Integrated communications services are set to become the North Star of today’s marketer. What used to be a multi-agency model encompassing public relations, experiential marketing, influencer, branding, and digital counterparts is now for many businesses an unsustainable and expensive endeavour.
This siloed approach is fraught with the need to brief, manage, and contract multiple different teams, with the danger of misalignment always looming in the background.
But how have we come to this?
A lot of it’s to do with the shifting expectations of some of marketing’s core functions.

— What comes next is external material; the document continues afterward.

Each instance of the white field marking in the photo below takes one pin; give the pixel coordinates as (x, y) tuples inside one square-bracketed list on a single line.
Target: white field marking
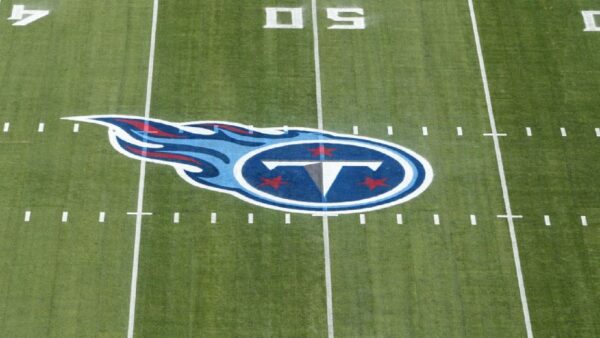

The public relations industry, for example, is facing an inflection point. Previously the yin to PR’s yang, journalists are sadly undergoing a professional identity crisis, with the rise of user-generated content and social media seeing traditional news outlets significantly wind down, or cease operations altogether. It’s shocking to think some 3,000 journalists have lost their jobs since 2010 in Australia, according to the Media Entertainment and Arts Alliance.
One by-product is public relations companies having to skill up on and re-emphasise the importance of content marketing, knowing that it’s increasingly less likely a message will reach an audience via a journalist, or that a message will reach a consumer at all in the way it used to. So new strategies focused on everything from big, bold activations to niche demand generation campaigns.
Similarly, the marketing industry is having a tumultuous time of it, mostly due to the rapidly changing marketing technology stack. Not only have marketers had to learn how to balance and master the tech, but they are expected to deliver measurable results with it.
There is increasing integration between departments, with IT collaborating with marketing to recognise the power of the tech available, and sales and marketing tasked with syncing on their campaigns and strategies. On top of this, the C-Suite is demanding marketers do more with less, while driving stronger ROI.
The future of marketing is integrated. Agencies should be pivoting to offer integrated brand experiences, seeding the original creative thinking associated with PR into new visual identity, live experiences, and content pieces. These can be so deftly complimented with traditional marketing like OOH and digital.
It’s this multi-skilled approach that will ultimately separate the effective marketers from the merely overwhelmed. The answer is to look to integrated communications strategies and partners.
Through the looking glass—the marketer of tomorrow
The future of our industry looks vastly different from what it did even five years ago. And it’s still changing. We can no longer risk a ‘spray and pray’ approach hallmarked by a press list of hundreds of journalists. Nor can we rely on generic content repurposed in the same manner, hoping to achieve different results.
Indeed, it’s this type of thoughtless communications strategy which is ultimately damaging to brands.
Couple this with the fact the journalism industry continues to be dealt blows to its core offering, the increasing influence of AI in storytelling, and a steep decline in trust in traditional advertising, we’re staring down a vortex of untethered marketing strategies, many of which will end with a whimper rather than a bang.
A 360-degree marketer likely doesn’t want to spend their time managing dozens of agencies: they want to be crafting compelling strategies and campaigns to demonstrate the return on their investments and engage their customers in new and exciting ways.
All aspects of a marketer’s world must be in sync to ensure consistency in voice, message, outcomes, and measurement. If the event strategy isn’t talking to the social media strategy, or the press relations strategy isn’t talking to the content marketing strategy, the result is a natural disconnect, and ROI becomes progressively more difficult to pinpoint.
Effective integrated communications hinges on asking the right questions
Day by day, the function of public relations bleeds into its sister disciplines—and rightly so. Marketers are asking themselves valid questions, which, if the industry were to remain stagnant, we may have few measurable ways of answering.
These questions include: why create great content marketing that isn’t optimised? Why share a press release that falls on deaf ears? Why host an event that doesn’t maximise on opportunities to amplify many other content types at the same time? Where can we search for tentpole moments for people to connect and experience a brand together in a new, personalised way?
For a field that wears so many different hats, these questions represent only the tip of the iceberg when it comes to the opportunities to cross-pollinate content, PR, or social media.